Tommy looked at a spot on the wall, his eyelids fluttering. 'I
need a passport in New Orleans these days?' he said.

'They said to tell you they got no hard feelings. They're
sorry things ain't worked out, they're sorry you're sick, they don't
want people holding no grudges.'

Tommy cocked his fists playfully; Sal's face popped like a
rubber band.

'Man, don't do that,' he said.

'Take it easy, kid,' Tommy said, brushing Sal's stomach with
his knuckles. 'You want a drink?'

'I got to ask you to walk into the washroom with me.'

'Hey, get this kid,' Tommy said to the people standing around
him. 'Sal, you don't got a girlfriend?'

'It ain't funny, Tommy.'

Tommy pulled back his coat lapels, lifted his coattails,
slapped his pockets, turned in a circle.

'Sal, you want to put your hand in my crotch?' he asked.

'You're a fucking lunatic,' he answered, and walked away.

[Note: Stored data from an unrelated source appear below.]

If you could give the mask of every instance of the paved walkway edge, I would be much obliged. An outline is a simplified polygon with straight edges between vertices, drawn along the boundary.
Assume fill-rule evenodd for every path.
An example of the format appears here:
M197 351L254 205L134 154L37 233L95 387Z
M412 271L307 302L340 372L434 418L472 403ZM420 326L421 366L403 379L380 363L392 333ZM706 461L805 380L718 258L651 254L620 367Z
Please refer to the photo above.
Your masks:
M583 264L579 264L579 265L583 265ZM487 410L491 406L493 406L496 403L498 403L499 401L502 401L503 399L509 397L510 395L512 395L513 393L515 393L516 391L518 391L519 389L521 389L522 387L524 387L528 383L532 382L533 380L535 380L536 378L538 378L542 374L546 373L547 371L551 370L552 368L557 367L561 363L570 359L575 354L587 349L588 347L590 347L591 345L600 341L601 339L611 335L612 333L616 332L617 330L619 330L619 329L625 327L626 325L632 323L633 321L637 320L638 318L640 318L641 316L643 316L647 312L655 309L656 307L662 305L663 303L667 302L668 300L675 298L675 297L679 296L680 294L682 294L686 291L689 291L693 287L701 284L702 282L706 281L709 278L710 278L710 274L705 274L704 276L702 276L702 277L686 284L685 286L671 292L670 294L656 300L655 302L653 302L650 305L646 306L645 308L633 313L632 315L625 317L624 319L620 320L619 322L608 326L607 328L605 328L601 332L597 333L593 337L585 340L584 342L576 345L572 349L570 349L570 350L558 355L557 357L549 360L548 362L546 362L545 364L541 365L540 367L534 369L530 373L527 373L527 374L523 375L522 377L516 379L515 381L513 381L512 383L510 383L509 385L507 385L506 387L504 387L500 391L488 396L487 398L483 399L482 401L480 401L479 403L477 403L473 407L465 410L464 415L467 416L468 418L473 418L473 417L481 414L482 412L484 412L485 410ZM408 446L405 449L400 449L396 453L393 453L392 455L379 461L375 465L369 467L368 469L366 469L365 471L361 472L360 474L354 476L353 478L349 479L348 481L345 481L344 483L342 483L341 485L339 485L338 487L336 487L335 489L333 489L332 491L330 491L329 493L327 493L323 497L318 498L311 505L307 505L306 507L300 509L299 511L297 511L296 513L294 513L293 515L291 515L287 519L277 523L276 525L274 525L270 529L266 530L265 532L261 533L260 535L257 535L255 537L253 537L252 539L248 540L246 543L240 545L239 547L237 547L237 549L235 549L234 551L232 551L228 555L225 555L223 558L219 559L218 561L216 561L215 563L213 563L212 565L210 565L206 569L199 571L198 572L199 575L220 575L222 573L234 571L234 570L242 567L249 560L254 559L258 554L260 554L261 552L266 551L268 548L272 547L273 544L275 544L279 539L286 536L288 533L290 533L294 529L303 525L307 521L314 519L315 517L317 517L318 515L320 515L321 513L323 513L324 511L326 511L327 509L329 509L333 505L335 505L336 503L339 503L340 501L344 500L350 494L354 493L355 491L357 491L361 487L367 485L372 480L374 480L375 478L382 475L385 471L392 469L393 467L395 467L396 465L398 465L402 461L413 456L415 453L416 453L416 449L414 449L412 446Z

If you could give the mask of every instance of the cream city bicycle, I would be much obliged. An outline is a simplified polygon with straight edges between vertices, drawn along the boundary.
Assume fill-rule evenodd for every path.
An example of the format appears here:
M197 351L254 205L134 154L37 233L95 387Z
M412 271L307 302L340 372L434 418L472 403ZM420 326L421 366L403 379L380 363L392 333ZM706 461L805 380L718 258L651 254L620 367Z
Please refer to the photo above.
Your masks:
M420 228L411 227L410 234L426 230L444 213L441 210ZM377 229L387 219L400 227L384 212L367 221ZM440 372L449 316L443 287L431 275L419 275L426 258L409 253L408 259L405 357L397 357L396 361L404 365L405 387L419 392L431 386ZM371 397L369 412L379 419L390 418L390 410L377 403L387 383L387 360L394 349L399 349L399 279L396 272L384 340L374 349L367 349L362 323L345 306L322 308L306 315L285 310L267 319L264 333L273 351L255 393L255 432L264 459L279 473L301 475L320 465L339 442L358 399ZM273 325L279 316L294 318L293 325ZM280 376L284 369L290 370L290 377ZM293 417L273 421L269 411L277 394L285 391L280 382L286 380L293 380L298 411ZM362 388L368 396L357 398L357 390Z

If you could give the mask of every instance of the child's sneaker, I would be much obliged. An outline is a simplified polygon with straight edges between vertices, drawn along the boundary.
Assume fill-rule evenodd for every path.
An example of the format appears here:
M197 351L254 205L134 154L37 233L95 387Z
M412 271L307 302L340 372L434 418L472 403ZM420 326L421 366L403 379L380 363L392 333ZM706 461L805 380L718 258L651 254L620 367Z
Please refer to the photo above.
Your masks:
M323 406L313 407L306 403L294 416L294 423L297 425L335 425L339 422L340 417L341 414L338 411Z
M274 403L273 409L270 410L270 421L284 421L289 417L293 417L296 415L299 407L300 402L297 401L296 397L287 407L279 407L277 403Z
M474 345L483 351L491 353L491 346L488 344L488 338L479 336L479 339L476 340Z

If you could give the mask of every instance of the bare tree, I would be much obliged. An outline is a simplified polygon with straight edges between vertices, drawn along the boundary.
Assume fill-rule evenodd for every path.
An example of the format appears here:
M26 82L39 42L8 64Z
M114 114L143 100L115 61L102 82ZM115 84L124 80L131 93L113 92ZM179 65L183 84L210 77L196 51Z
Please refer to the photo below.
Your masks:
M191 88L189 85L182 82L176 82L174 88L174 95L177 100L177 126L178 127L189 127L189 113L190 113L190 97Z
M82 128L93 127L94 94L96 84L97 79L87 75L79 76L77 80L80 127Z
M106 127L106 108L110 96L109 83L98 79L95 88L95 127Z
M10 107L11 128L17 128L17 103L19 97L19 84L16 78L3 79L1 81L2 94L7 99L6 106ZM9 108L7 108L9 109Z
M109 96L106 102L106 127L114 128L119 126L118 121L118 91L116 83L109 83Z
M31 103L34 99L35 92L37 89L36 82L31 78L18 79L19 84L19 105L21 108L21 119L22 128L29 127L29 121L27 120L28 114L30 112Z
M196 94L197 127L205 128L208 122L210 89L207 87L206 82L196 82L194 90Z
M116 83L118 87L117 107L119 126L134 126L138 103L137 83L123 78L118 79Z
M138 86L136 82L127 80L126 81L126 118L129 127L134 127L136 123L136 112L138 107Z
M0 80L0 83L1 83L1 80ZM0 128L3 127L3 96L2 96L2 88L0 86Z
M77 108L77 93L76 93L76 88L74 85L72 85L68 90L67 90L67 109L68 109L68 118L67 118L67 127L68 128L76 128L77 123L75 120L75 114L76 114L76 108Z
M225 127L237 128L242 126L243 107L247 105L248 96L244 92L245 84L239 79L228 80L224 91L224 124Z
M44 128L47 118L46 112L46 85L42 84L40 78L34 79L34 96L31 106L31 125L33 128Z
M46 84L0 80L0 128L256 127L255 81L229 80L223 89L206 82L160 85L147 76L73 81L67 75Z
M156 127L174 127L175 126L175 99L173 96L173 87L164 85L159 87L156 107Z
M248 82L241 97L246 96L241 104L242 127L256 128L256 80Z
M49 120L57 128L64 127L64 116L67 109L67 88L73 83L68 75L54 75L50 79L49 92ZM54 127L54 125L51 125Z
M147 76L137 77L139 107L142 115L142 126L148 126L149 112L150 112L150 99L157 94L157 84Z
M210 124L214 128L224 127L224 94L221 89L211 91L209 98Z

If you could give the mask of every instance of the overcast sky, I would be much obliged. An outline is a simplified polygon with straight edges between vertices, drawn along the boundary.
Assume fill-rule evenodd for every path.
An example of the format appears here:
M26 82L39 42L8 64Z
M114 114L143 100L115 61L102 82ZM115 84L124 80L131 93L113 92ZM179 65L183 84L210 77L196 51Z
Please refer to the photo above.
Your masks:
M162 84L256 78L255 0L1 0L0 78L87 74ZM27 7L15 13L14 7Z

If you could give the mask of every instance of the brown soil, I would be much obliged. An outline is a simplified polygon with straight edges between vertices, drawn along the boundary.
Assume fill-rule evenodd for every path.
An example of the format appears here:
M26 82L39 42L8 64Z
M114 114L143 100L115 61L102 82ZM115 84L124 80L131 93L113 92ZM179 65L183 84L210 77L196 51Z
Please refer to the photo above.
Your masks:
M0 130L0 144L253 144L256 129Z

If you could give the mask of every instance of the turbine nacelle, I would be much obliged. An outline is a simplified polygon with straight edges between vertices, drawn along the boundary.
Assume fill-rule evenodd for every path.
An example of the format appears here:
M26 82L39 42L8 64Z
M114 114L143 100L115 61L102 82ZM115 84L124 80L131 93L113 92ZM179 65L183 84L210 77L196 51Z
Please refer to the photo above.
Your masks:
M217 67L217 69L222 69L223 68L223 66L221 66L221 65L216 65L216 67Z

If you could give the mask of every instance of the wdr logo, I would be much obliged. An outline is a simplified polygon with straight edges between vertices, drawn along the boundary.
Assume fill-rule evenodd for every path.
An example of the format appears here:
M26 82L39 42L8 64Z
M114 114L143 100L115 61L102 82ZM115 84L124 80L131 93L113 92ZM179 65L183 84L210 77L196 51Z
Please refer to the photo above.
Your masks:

But the Caluccis were becoming more and more nervous,
self-conscious, convinced that each time Lonighan spoke into a cluster
of people at the bar and they laughed uproariously, the Caluccis were
the butt of the joke.

Max stood up from his chair, a bread stick in one hand, a
pitcher of sangria in the other, working his neck against the starch in
his collar.

'Hey, Tommy,' he said, over the heads of people at the other
tables. 'You don't want to have a drink with your friends, you crazy
guy?'

Tommy walked toward the Calucci table, still smiling, a
dream-like luster in his eyes, his cheeks glowing from a fresh shave.
He patted Max on the shoulders, pressed him into his chair, bent down
and whispered in his ear, as though he were confiding in an old friend.

Few people noticed Tommy's left hand biting into the back of
Max's neck or the charged and fearful light in Max's eyes, or Tommy
raising his right knee and slipping a .38 one inch from the cloth
holster strapped to his calf.

Then the conversation at the other tables died; people stopped
eating and became immobile in their chairs, as though they were part of
a film winding down on a reel; waiters set down their trays and
remained motionless in the aisles. Tommy pushed Max's face into his
plate as though he were bending the tension out of a spring.